CycoMelody wrote:Granted you are now a Johnson and Johnson Rectal Thermometer tester. You get to lay around all day and you get decent pay but the down side is you get thermometers up the butt. Enjoy!
I wish I had some chocolate.
pigpupsf wrote:Granted, but since you wished to live in fantasy land instead of the real world you are completly alone. Also, there is no sun.
I wish I could afford to wear diapers all the time.
Chris87 wrote:pigpupsf wrote:Granted, but since you wished to live in fantasy land instead of the real world you are completly alone. Also, there is no sun.
I wish I could afford to wear diapers all the time.
Granted but you now poop and pee out of your hands, one diaper will last a long time.
I wish that the effects from files could be achieved through small tablets that you can buy, once you swallow it then it works instantly (no need for weeks/months/years of listening to a file).
curiousguy92 wrote:Granted.
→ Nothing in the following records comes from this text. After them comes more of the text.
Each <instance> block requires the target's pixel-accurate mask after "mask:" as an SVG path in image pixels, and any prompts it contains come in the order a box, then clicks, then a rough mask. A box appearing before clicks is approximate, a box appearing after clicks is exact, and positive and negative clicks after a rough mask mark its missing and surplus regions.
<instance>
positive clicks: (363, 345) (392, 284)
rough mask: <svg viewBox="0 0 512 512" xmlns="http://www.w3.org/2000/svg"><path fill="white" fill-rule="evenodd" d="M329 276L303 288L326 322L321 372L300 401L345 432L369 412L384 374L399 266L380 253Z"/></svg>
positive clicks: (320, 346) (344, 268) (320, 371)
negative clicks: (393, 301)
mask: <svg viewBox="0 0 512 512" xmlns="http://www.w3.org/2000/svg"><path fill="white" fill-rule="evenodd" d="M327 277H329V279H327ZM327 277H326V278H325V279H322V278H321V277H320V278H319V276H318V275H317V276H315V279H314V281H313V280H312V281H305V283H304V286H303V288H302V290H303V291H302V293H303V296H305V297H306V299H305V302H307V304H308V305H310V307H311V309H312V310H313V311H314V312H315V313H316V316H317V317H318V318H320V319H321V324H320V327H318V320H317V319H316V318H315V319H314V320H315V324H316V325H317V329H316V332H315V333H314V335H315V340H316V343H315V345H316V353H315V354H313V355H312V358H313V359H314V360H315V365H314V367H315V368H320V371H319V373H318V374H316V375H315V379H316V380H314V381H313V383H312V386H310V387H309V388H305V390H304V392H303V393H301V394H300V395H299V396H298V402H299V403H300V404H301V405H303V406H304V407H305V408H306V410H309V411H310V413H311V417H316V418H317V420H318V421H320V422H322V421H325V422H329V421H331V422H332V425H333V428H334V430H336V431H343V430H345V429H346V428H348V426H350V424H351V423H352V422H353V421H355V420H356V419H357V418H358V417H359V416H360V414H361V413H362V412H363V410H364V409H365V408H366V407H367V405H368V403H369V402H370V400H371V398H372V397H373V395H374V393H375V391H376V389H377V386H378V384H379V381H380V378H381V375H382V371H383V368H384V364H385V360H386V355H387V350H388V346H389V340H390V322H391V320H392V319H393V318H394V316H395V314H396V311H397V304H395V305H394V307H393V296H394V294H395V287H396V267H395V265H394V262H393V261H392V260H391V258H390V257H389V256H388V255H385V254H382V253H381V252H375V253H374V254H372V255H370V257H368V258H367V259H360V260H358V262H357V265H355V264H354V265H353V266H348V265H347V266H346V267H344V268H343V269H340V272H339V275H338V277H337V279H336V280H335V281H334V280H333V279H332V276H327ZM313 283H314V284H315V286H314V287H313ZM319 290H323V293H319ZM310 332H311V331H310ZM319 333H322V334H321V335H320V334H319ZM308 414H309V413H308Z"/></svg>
You are now in a coma and are not conscious of your body image or anything else in the world.
I wish I was an immortal/eternally-24-year-old bodybuilder gay pornstar with a 10-inch cock that was hard whenever I wanted it to be.
CycoMelody wrote:
I wish for a three musketeers bar.
dasterdly wrote:
I wish I had more friends who offered me oral sex.
CycoMelody wrote:I wish for some oreo cookies.
curiousguy92 wrote: I wish they would cancel the show 2 1/2 Men.
CycoMelody wrote:Granted, you had it, Bubba stole it, and now you are his love slave for all eternity because he typed it.
I wish the dog would sleep in his own bed.
MRhello wrote:Granted; You are now not on any continent, but have appeared 10 miles below the surface of the ocean.
I wish I forgot what I meant by my "cherry coke can, a football sized lime, and lots of astro-glide" comment (I was referring to a real incident, btw...)
And I want cake. LOTSA LOTZA CAAKE, DAMMIT!
Oh, and I wish my cake is NOT a lie.